Refroidissement du soja et du maïs dans les cellules de stockage



Au cours de la saison de récolte de 2008, le temps a été très ensoleillé et venteux, et les rendements ont été impressionnants. À l'automne, pendant les ballades en voiture à la campagne, le soja et le maïs semblaient se faire concurrence, et il n'était pas évident laquelle des deux cultures remporterait la course. Le soja a atteint la maturité, mais l'écossage a été difficile. Les températures à la mi-octobre nous ont réservé la belle surprise de se maintenir dans les 20°C. Il faut toutefois s'assurer que les fèves récoltées à de telles températures sont conservées bien au froid dans les cellules de stockage.

Par temps chaud, la température des tous les grains demeure élevée pendant l'entreposage et ne diminue pas d'elle-même. Dans les cellules, il n'y a contact direct qu'entre les grains adjacents, et seuls des vides remplis d'air s'intercalent entre eux. En raison de l'effet isolant des vides, l'air chaud est immobilisé dans la masse de grains. Comme les cellules renferment bon nombre de boisseaux (ou tonnes) de grains, la température qui y règne est extrêmement élevée. Quand l'air ne peut circuler, la chaleur est piégée entre les grains pendant de très longues périodes ou jusqu'à ce qu'ils se gâtent.

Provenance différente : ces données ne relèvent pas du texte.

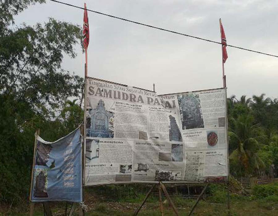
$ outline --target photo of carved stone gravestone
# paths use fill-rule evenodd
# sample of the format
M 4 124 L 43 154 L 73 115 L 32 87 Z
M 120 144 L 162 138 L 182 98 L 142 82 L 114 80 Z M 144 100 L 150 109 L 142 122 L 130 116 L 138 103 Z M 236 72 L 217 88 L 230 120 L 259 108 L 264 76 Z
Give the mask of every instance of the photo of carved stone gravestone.
M 169 139 L 170 141 L 182 142 L 183 138 L 177 124 L 176 118 L 170 115 L 169 118 L 170 119 L 170 125 L 169 126 Z
M 49 155 L 52 148 L 52 147 L 50 145 L 38 142 L 36 147 L 36 165 L 47 166 L 47 163 L 49 160 Z
M 47 172 L 44 169 L 38 168 L 35 174 L 34 197 L 48 197 L 46 190 L 47 185 Z
M 182 144 L 172 144 L 171 156 L 172 161 L 183 161 L 183 145 Z
M 88 109 L 86 123 L 87 136 L 113 138 L 115 113 L 107 110 L 103 101 L 100 100 L 95 108 Z
M 178 96 L 183 130 L 204 127 L 199 94 L 192 93 Z
M 86 140 L 86 159 L 89 161 L 97 163 L 99 157 L 99 140 Z

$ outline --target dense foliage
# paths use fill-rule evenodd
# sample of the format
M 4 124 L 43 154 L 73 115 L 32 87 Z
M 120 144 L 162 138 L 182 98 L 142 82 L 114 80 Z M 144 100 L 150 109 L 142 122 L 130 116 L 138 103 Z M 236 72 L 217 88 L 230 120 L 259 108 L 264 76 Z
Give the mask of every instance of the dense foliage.
M 52 18 L 11 25 L 14 15 L 43 2 L 0 3 L 0 202 L 27 200 L 36 129 L 54 141 L 82 119 L 84 80 L 61 68 L 63 55 L 76 55 L 81 27 Z
M 262 94 L 228 98 L 230 172 L 234 176 L 277 176 L 278 99 Z

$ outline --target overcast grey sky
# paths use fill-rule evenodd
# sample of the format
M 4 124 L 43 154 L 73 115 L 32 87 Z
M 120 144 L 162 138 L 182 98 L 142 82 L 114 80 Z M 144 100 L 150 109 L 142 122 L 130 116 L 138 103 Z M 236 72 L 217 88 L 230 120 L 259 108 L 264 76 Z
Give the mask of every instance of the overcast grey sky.
M 60 0 L 82 7 L 83 1 Z M 278 1 L 86 0 L 88 9 L 228 44 L 278 54 Z M 88 12 L 88 75 L 159 94 L 221 87 L 221 45 Z M 46 0 L 16 17 L 15 24 L 48 17 L 83 24 L 80 9 Z M 84 77 L 85 54 L 65 56 L 62 67 Z M 278 97 L 278 58 L 227 47 L 228 95 Z

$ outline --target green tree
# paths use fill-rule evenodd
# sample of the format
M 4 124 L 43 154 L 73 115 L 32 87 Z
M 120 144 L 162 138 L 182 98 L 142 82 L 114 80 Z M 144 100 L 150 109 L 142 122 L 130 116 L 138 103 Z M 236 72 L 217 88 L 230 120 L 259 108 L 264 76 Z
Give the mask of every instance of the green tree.
M 259 141 L 265 137 L 263 130 L 253 124 L 254 118 L 250 114 L 240 115 L 232 120 L 234 128 L 229 132 L 231 172 L 236 176 L 259 175 L 265 168 L 258 155 L 262 145 Z
M 36 129 L 53 141 L 82 118 L 84 80 L 61 68 L 64 55 L 75 57 L 76 45 L 82 45 L 80 27 L 52 18 L 34 26 L 11 25 L 30 4 L 44 2 L 0 3 L 0 202 L 25 202 Z

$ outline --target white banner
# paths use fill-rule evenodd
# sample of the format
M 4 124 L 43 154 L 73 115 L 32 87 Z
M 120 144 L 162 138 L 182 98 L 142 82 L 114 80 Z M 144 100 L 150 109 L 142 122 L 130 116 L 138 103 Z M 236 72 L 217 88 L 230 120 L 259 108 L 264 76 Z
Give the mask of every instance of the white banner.
M 86 79 L 85 185 L 223 181 L 225 89 L 158 95 Z

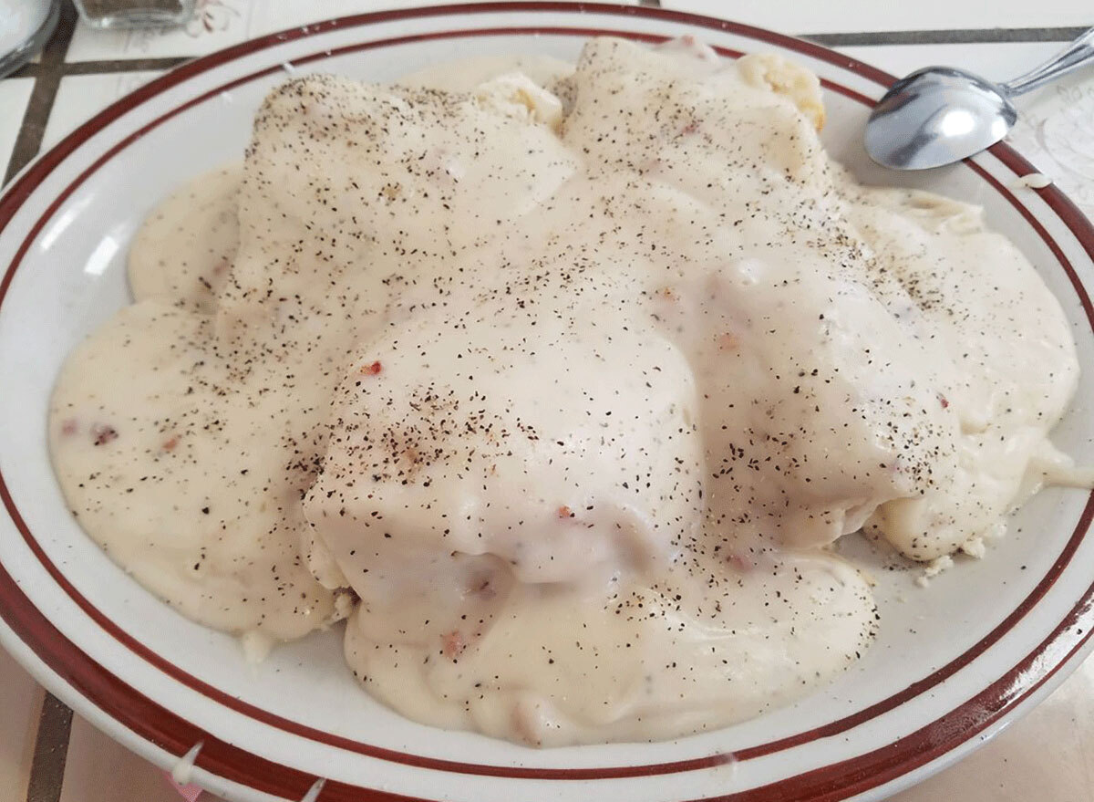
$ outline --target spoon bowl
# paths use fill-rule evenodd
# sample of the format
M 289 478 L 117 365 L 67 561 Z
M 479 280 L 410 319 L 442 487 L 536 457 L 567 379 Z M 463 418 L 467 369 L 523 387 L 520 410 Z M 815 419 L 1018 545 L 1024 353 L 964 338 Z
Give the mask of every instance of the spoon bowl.
M 866 123 L 866 152 L 896 170 L 952 164 L 998 142 L 1017 122 L 1011 102 L 1094 62 L 1094 27 L 1055 57 L 1006 83 L 956 67 L 928 67 L 894 83 Z
M 866 150 L 898 170 L 951 164 L 989 148 L 1017 121 L 996 83 L 954 67 L 928 67 L 897 81 L 866 124 Z

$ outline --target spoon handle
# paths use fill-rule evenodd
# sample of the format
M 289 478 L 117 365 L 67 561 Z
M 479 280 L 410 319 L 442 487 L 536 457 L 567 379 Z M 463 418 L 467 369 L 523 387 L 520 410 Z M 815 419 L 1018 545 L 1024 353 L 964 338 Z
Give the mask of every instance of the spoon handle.
M 1049 81 L 1055 81 L 1071 70 L 1094 61 L 1094 27 L 1068 45 L 1039 67 L 1034 67 L 1023 76 L 1000 84 L 1008 98 L 1024 94 Z

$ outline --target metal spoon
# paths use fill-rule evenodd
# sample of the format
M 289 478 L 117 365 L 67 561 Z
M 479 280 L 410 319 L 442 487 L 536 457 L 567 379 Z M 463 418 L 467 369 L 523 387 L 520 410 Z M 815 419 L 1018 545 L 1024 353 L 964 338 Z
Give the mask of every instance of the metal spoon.
M 1017 121 L 1013 98 L 1094 62 L 1094 27 L 1039 67 L 992 83 L 955 67 L 928 67 L 893 84 L 866 123 L 866 151 L 878 164 L 926 170 L 978 153 Z

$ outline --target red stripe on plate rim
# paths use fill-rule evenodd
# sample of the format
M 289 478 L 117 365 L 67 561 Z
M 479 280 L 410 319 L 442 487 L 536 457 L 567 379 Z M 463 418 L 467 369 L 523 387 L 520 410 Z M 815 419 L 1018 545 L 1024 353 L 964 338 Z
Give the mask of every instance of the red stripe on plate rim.
M 28 168 L 23 175 L 21 175 L 9 188 L 5 195 L 0 198 L 0 231 L 3 230 L 4 226 L 11 220 L 15 211 L 21 207 L 22 203 L 30 196 L 32 191 L 53 170 L 63 161 L 72 151 L 74 151 L 80 145 L 86 141 L 92 135 L 101 130 L 103 127 L 108 125 L 110 122 L 117 119 L 128 111 L 143 103 L 146 100 L 165 91 L 166 89 L 174 87 L 188 78 L 199 75 L 201 72 L 208 71 L 214 67 L 232 61 L 241 56 L 261 50 L 278 44 L 289 42 L 292 39 L 305 38 L 316 34 L 326 33 L 329 31 L 353 27 L 360 25 L 375 24 L 380 22 L 396 21 L 411 18 L 423 18 L 423 16 L 434 16 L 452 14 L 454 11 L 457 14 L 474 14 L 484 12 L 527 12 L 527 11 L 565 11 L 574 12 L 579 10 L 584 10 L 594 13 L 606 13 L 613 15 L 622 16 L 644 16 L 654 18 L 666 21 L 684 22 L 691 25 L 699 25 L 709 28 L 715 28 L 726 33 L 732 33 L 736 35 L 746 36 L 754 38 L 765 44 L 773 44 L 789 49 L 796 50 L 804 55 L 834 64 L 840 68 L 853 71 L 875 83 L 881 83 L 883 85 L 887 84 L 893 80 L 891 76 L 876 70 L 872 67 L 863 65 L 854 59 L 841 56 L 833 50 L 828 50 L 819 45 L 813 43 L 803 42 L 801 39 L 795 39 L 789 36 L 783 36 L 781 34 L 773 34 L 771 32 L 764 31 L 761 28 L 755 28 L 746 25 L 740 25 L 736 23 L 725 22 L 721 20 L 714 20 L 712 18 L 700 18 L 697 15 L 691 15 L 683 12 L 672 12 L 663 11 L 657 9 L 649 9 L 644 7 L 615 7 L 615 5 L 595 5 L 595 4 L 582 4 L 580 8 L 575 3 L 566 2 L 522 2 L 522 3 L 479 3 L 466 7 L 432 7 L 428 9 L 415 9 L 408 11 L 391 11 L 391 12 L 379 12 L 374 14 L 362 14 L 357 16 L 341 18 L 338 20 L 331 20 L 324 23 L 318 23 L 314 25 L 309 25 L 305 28 L 292 28 L 290 31 L 270 34 L 258 39 L 251 42 L 245 42 L 236 45 L 232 48 L 228 48 L 222 51 L 218 51 L 207 56 L 205 58 L 198 59 L 193 62 L 172 70 L 167 75 L 152 81 L 146 87 L 137 90 L 130 95 L 119 100 L 112 106 L 109 106 L 104 112 L 100 113 L 88 123 L 82 125 L 71 135 L 69 135 L 62 142 L 50 150 L 48 153 L 44 154 L 39 160 L 37 160 L 31 168 Z M 303 58 L 294 58 L 293 64 L 306 64 L 309 61 L 328 58 L 333 55 L 339 55 L 345 53 L 351 53 L 357 50 L 370 49 L 381 46 L 392 46 L 408 42 L 418 42 L 427 39 L 437 38 L 449 38 L 449 37 L 463 37 L 463 36 L 485 36 L 485 35 L 503 35 L 503 34 L 529 34 L 529 33 L 542 33 L 542 34 L 563 34 L 563 35 L 580 35 L 580 36 L 592 36 L 592 35 L 621 35 L 629 38 L 636 38 L 648 42 L 655 42 L 665 38 L 664 36 L 659 36 L 655 34 L 648 33 L 636 33 L 627 31 L 604 31 L 604 30 L 592 30 L 592 28 L 574 28 L 574 27 L 545 27 L 545 26 L 524 26 L 524 27 L 501 27 L 501 28 L 481 28 L 481 30 L 464 30 L 464 31 L 442 31 L 432 32 L 426 34 L 417 34 L 410 36 L 395 37 L 391 39 L 383 39 L 370 43 L 361 43 L 357 45 L 349 45 L 340 48 L 331 48 L 330 51 L 316 53 L 311 56 Z M 722 55 L 726 56 L 738 56 L 740 53 L 735 50 L 729 50 L 725 48 L 718 48 Z M 130 145 L 140 136 L 143 136 L 152 128 L 159 126 L 166 119 L 177 115 L 182 111 L 189 108 L 211 96 L 231 89 L 232 87 L 240 85 L 246 81 L 255 80 L 257 78 L 268 76 L 270 73 L 277 72 L 281 69 L 280 62 L 276 66 L 259 70 L 252 75 L 245 76 L 240 79 L 235 79 L 222 87 L 217 88 L 210 92 L 203 93 L 198 98 L 190 99 L 189 101 L 183 103 L 179 106 L 171 110 L 164 115 L 152 121 L 148 125 L 143 126 L 138 131 L 129 135 L 125 139 L 113 146 L 106 153 L 104 153 L 100 159 L 97 159 L 91 167 L 84 170 L 73 182 L 70 184 L 62 193 L 58 195 L 57 198 L 49 205 L 46 213 L 32 226 L 32 229 L 21 245 L 15 259 L 13 260 L 11 266 L 4 274 L 3 278 L 0 279 L 0 303 L 2 303 L 4 296 L 7 295 L 8 287 L 10 286 L 11 279 L 15 273 L 15 268 L 19 262 L 25 255 L 26 250 L 30 248 L 32 241 L 37 236 L 37 233 L 45 226 L 49 217 L 59 208 L 63 200 L 71 194 L 72 191 L 79 186 L 86 177 L 89 177 L 93 172 L 101 168 L 106 161 L 108 161 L 113 156 L 123 150 L 125 147 Z M 838 84 L 834 81 L 824 80 L 824 85 L 833 91 L 839 92 L 852 100 L 860 103 L 872 104 L 873 101 L 865 95 L 862 95 L 854 90 L 847 87 Z M 1015 172 L 1015 174 L 1025 174 L 1028 172 L 1035 172 L 1034 168 L 1028 164 L 1022 157 L 1014 152 L 1011 148 L 1000 145 L 992 148 L 991 151 L 1000 161 L 1008 167 L 1010 170 Z M 988 173 L 981 165 L 974 161 L 968 161 L 968 165 L 976 171 L 981 177 L 984 177 L 996 191 L 1000 192 L 1031 224 L 1031 226 L 1037 231 L 1038 236 L 1046 242 L 1048 248 L 1052 251 L 1054 255 L 1060 261 L 1061 266 L 1063 266 L 1067 272 L 1075 291 L 1079 294 L 1083 308 L 1087 314 L 1087 319 L 1091 321 L 1092 326 L 1094 326 L 1094 309 L 1092 309 L 1091 300 L 1082 286 L 1081 280 L 1074 273 L 1072 265 L 1066 259 L 1062 250 L 1059 248 L 1052 238 L 1045 230 L 1044 226 L 1036 219 L 1033 213 L 1025 207 L 1011 192 L 1009 192 L 1002 184 L 996 180 L 990 173 Z M 1039 191 L 1039 194 L 1048 203 L 1048 205 L 1054 209 L 1054 211 L 1059 216 L 1061 221 L 1074 233 L 1074 236 L 1080 240 L 1080 242 L 1085 248 L 1086 252 L 1094 257 L 1094 231 L 1092 231 L 1090 224 L 1086 221 L 1085 217 L 1080 213 L 1070 202 L 1059 192 L 1055 186 L 1046 187 Z M 33 535 L 30 532 L 28 528 L 23 522 L 19 511 L 16 509 L 10 493 L 8 492 L 7 485 L 3 483 L 3 478 L 0 476 L 0 499 L 2 499 L 4 506 L 8 508 L 12 516 L 13 522 L 20 529 L 27 545 L 34 551 L 35 555 L 39 561 L 42 561 L 44 568 L 50 573 L 50 575 L 58 582 L 62 589 L 82 608 L 88 615 L 90 615 L 101 627 L 109 632 L 115 639 L 126 645 L 130 651 L 140 655 L 146 661 L 155 665 L 159 669 L 172 676 L 174 679 L 187 685 L 188 687 L 206 695 L 207 697 L 218 701 L 219 703 L 225 704 L 237 712 L 246 715 L 251 715 L 264 723 L 270 724 L 272 726 L 280 727 L 288 732 L 294 733 L 302 737 L 309 737 L 322 743 L 326 743 L 338 748 L 345 748 L 351 752 L 357 752 L 360 754 L 365 754 L 372 757 L 377 757 L 381 759 L 394 760 L 397 763 L 408 764 L 411 766 L 432 768 L 446 771 L 458 771 L 463 774 L 478 774 L 487 776 L 498 776 L 498 777 L 514 777 L 514 778 L 527 778 L 527 779 L 607 779 L 607 778 L 620 778 L 620 777 L 636 777 L 636 776 L 650 776 L 656 774 L 668 774 L 675 771 L 688 771 L 695 769 L 709 768 L 725 763 L 730 759 L 726 755 L 711 755 L 707 757 L 700 757 L 689 760 L 679 760 L 665 764 L 654 764 L 649 766 L 617 766 L 607 768 L 585 768 L 585 769 L 551 769 L 551 768 L 528 768 L 528 767 L 507 767 L 507 766 L 490 766 L 490 765 L 474 765 L 464 764 L 458 761 L 443 760 L 438 758 L 429 758 L 419 755 L 410 755 L 405 753 L 399 753 L 391 749 L 385 749 L 382 747 L 375 747 L 368 744 L 361 744 L 349 738 L 341 736 L 336 736 L 330 733 L 324 733 L 316 731 L 312 727 L 299 724 L 298 722 L 288 721 L 277 717 L 268 711 L 254 708 L 249 704 L 241 702 L 222 691 L 212 688 L 211 686 L 198 680 L 195 677 L 183 672 L 177 666 L 167 663 L 160 655 L 148 650 L 143 644 L 140 644 L 131 635 L 118 628 L 113 621 L 107 619 L 102 612 L 95 609 L 79 592 L 72 587 L 71 583 L 57 570 L 55 565 L 48 560 L 40 546 L 36 542 Z M 846 717 L 836 722 L 830 722 L 829 724 L 816 727 L 806 733 L 801 733 L 798 735 L 780 738 L 779 741 L 771 742 L 769 744 L 763 744 L 755 747 L 748 747 L 746 749 L 737 751 L 734 754 L 735 759 L 749 759 L 759 757 L 761 755 L 768 755 L 780 749 L 790 748 L 792 746 L 798 746 L 810 741 L 814 741 L 819 737 L 826 737 L 839 732 L 843 732 L 847 729 L 856 726 L 870 720 L 881 713 L 892 710 L 898 704 L 907 701 L 908 699 L 923 692 L 928 688 L 936 685 L 938 683 L 944 680 L 946 677 L 958 671 L 968 662 L 974 660 L 976 656 L 981 654 L 986 649 L 988 649 L 992 643 L 998 641 L 1010 628 L 1012 628 L 1017 620 L 1020 620 L 1048 591 L 1052 585 L 1059 574 L 1063 571 L 1067 563 L 1070 561 L 1071 555 L 1078 549 L 1085 529 L 1089 527 L 1092 516 L 1094 516 L 1094 496 L 1087 500 L 1087 504 L 1079 525 L 1073 532 L 1072 537 L 1068 541 L 1063 551 L 1060 553 L 1054 565 L 1046 573 L 1045 577 L 1038 583 L 1034 592 L 1027 597 L 1022 605 L 1019 606 L 1008 618 L 1001 622 L 991 633 L 989 633 L 979 643 L 964 653 L 961 657 L 933 673 L 929 677 L 917 681 L 916 684 L 909 686 L 900 694 L 891 697 L 889 699 L 883 700 L 870 708 L 866 708 L 856 714 Z M 1084 618 L 1091 616 L 1091 596 L 1094 594 L 1094 587 L 1092 587 L 1084 599 L 1080 602 L 1079 605 L 1072 610 L 1069 619 L 1074 619 L 1075 621 L 1082 621 Z M 20 638 L 36 652 L 38 657 L 43 660 L 53 671 L 60 675 L 67 683 L 69 683 L 74 689 L 77 689 L 82 696 L 93 701 L 96 706 L 101 707 L 103 710 L 107 711 L 113 718 L 119 722 L 129 726 L 129 729 L 137 732 L 141 737 L 158 745 L 164 746 L 170 752 L 182 754 L 186 752 L 189 746 L 199 740 L 206 741 L 206 747 L 202 749 L 198 758 L 198 766 L 211 771 L 214 775 L 223 777 L 225 779 L 233 780 L 235 782 L 243 782 L 248 784 L 256 790 L 264 790 L 271 793 L 295 793 L 298 788 L 300 788 L 300 793 L 306 791 L 314 780 L 313 777 L 305 775 L 304 772 L 290 769 L 288 767 L 279 766 L 277 764 L 270 764 L 263 758 L 259 758 L 249 753 L 243 752 L 236 747 L 232 747 L 222 741 L 219 741 L 209 733 L 198 730 L 193 724 L 189 724 L 182 719 L 178 719 L 170 711 L 158 706 L 152 700 L 142 696 L 136 689 L 126 685 L 119 678 L 113 676 L 103 666 L 95 663 L 88 655 L 80 652 L 80 650 L 69 642 L 63 634 L 61 634 L 48 620 L 45 619 L 42 614 L 31 605 L 30 600 L 19 591 L 12 581 L 11 576 L 7 574 L 5 571 L 0 566 L 0 600 L 3 603 L 3 609 L 0 610 L 0 615 L 4 617 L 9 626 L 20 635 Z M 1067 623 L 1067 621 L 1064 623 Z M 1069 625 L 1076 626 L 1076 625 Z M 839 764 L 834 764 L 831 766 L 817 769 L 816 771 L 807 772 L 805 775 L 800 775 L 795 778 L 788 778 L 773 786 L 764 787 L 764 789 L 753 789 L 753 791 L 746 791 L 742 794 L 731 794 L 730 797 L 720 798 L 725 800 L 752 800 L 759 799 L 759 797 L 753 797 L 754 792 L 764 791 L 769 793 L 770 791 L 778 788 L 780 791 L 780 799 L 806 799 L 806 797 L 800 797 L 796 791 L 804 791 L 806 786 L 812 789 L 808 793 L 814 793 L 818 791 L 819 787 L 815 784 L 816 781 L 823 781 L 827 783 L 828 791 L 825 793 L 836 793 L 842 795 L 825 795 L 824 799 L 845 799 L 851 793 L 859 793 L 868 788 L 873 788 L 881 782 L 887 781 L 893 777 L 899 776 L 907 772 L 908 770 L 923 765 L 924 763 L 934 759 L 941 754 L 954 748 L 961 743 L 967 741 L 969 737 L 980 732 L 982 729 L 989 726 L 993 721 L 998 720 L 999 717 L 1003 715 L 1009 709 L 1013 708 L 1019 701 L 1028 694 L 1034 692 L 1034 690 L 1039 687 L 1044 681 L 1056 673 L 1062 663 L 1067 661 L 1067 657 L 1058 661 L 1050 669 L 1047 669 L 1039 678 L 1033 678 L 1025 676 L 1028 669 L 1026 663 L 1032 664 L 1038 657 L 1040 657 L 1046 651 L 1048 651 L 1054 644 L 1056 644 L 1062 634 L 1068 630 L 1063 623 L 1052 635 L 1050 635 L 1046 641 L 1028 655 L 1022 665 L 1016 666 L 1011 672 L 1009 672 L 1004 677 L 997 680 L 992 686 L 985 689 L 975 699 L 969 700 L 965 704 L 961 706 L 956 710 L 947 713 L 945 717 L 936 722 L 923 727 L 916 733 L 912 733 L 905 738 L 901 738 L 897 744 L 891 745 L 891 747 L 878 751 L 876 753 L 869 753 L 866 755 L 861 755 L 854 758 L 849 758 Z M 1089 638 L 1087 632 L 1086 637 Z M 1069 653 L 1076 653 L 1085 642 L 1086 638 L 1083 638 L 1074 649 Z M 1019 679 L 1020 675 L 1024 677 L 1024 685 L 1016 687 L 1014 683 Z M 1020 692 L 1021 691 L 1021 692 Z M 970 706 L 975 707 L 978 714 L 975 720 L 969 720 L 968 712 Z M 953 729 L 952 722 L 955 720 L 954 717 L 958 717 L 957 720 L 962 722 L 962 726 L 956 730 Z M 153 723 L 154 722 L 154 723 Z M 171 724 L 171 727 L 166 725 Z M 923 745 L 927 744 L 927 748 Z M 893 749 L 893 746 L 908 746 L 909 748 L 901 749 L 899 752 Z M 881 755 L 880 753 L 884 753 Z M 872 758 L 872 756 L 874 756 Z M 244 759 L 244 764 L 238 761 Z M 881 765 L 878 760 L 882 760 L 884 765 Z M 241 766 L 249 765 L 252 766 L 252 771 L 241 774 Z M 869 784 L 860 787 L 862 783 L 854 786 L 843 783 L 843 779 L 851 777 L 848 772 L 853 772 L 861 776 L 861 770 L 866 765 L 871 765 L 876 770 L 870 771 L 870 779 L 868 779 Z M 837 771 L 838 769 L 838 771 Z M 878 779 L 885 774 L 885 779 Z M 265 778 L 263 781 L 259 778 Z M 277 778 L 274 781 L 271 778 Z M 874 781 L 876 780 L 876 781 Z M 274 782 L 274 784 L 269 784 Z M 789 783 L 789 784 L 788 784 Z M 833 784 L 835 783 L 835 784 Z M 842 784 L 841 784 L 842 783 Z M 336 799 L 342 798 L 339 788 L 342 783 L 327 783 L 325 787 L 323 797 L 324 799 Z M 375 794 L 377 792 L 371 792 L 369 789 L 360 789 L 352 786 L 345 786 L 342 788 L 347 793 L 356 794 L 354 799 L 360 799 L 360 793 L 362 791 L 369 792 L 370 794 Z M 846 793 L 845 793 L 846 791 Z M 784 795 L 785 793 L 793 794 L 791 797 Z M 299 795 L 299 794 L 298 794 Z M 346 797 L 347 799 L 349 797 Z M 397 795 L 381 794 L 371 795 L 370 798 L 375 799 L 400 799 Z M 808 797 L 808 799 L 814 799 L 815 797 Z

L'aération constitue l'unique moyen de réduire la température des grains et, puisque celle ci peut atteindre plus de 25°C en entreposage, il faut agir sans tarder. Les températures nettement plus élevées du contenu des cellules par rapport à la température extérieure provoquent un transfert de chaleur. L'humidité des grains entraînée sous l'effet de l'élévation de l'air se condense sur toute surface dont la température correspond au point de rosée, tant à l'extérieur (p. ex., au sommet des cellules) qu'à l'intérieur (p. ex., sur les grains sous-jacents). À ce moment, l'air se déplace vers le bas, le long des parois La seule façon de maîtriser ce phénomène naturel est de maintenir un écart de 5 oC entre la température des grains et la température moyenne de l'air extérieur. Comme d'habitude, il faut être prudent avec les fèves de soja et faire fonctionner le ventilateur seulement quand l'air extérieur est relativement sec. En novembre, la plage de températures dans les cellules doit être réduite à 5 10°C.

Comme la culture du maïs sur pied est en voie de disparition, la récolte dans les champs qui subsistent se fait dans des conditions quasi-optimales. Quantité de gens sont agréablement surpris de la faible teneur en eau du maïs. Cette baisse du taux d'humidité offre aussi l'avantage de réduire les coûts de séchage. Certains producteurs obtenant des taux d'humidité de 18 % ou même de 19 % se demandent s'ils peuvent entreposer le maïs sans le faire sécher au préalable. Tout dépend du débit de ventilation et de l'utilisation à laquelle est destinée la récolte.

Débit d'air minimal

La réduction du taux d'humidité des grains entreposés dans les cellules exige un débit d'air minimal de 0,5 pi³/min/boisseau ou, de préférence, de 0,75 pi³/min/boisseau. Quand le beau temps persiste, le séchage est plus rapide. Lorsque les températures ambiantes baissent, la vitesse de séchage diminue. Si elles sont au-dessus du point de congélation, le séchage est très lent et nécessite une quantité d'énergie électrique excessive par rapport à sa faible efficacité. Il est recommandé de mettre le ventilateur en marche quand le taux d'humidité relative est de 70 % au plus. Le séchage est susceptible de ne pas permettre d'atteindre le taux d'humidité ciblé du maïs avant le gel.

Utilisation visée du maïs

Le risque de perte est faible pour le maïs dont le taux d'humidité varie de 17 à 19 % devant être utilisé à la ferme, à condition de l'entreposer dans des cellules bénéficiant d'une ventilation adéquate. . À l'approche de l'hiver, l'entreposage ne suscite pas de préoccupations même si le maïs n'est pas entièrement sec. Si le maïs est destiné à des fins non agricoles, l'acheteur exigera sans doute un taux d'humidité de 15,5 % alors que si son expédition n'est prévue qu'en avril 2009, une aération régulière devrait permettre de bien le sécher. Cependant, s'il est pris en charge en janvier ou février, le taux d'humidité est susceptible d'excéder 15,5 %.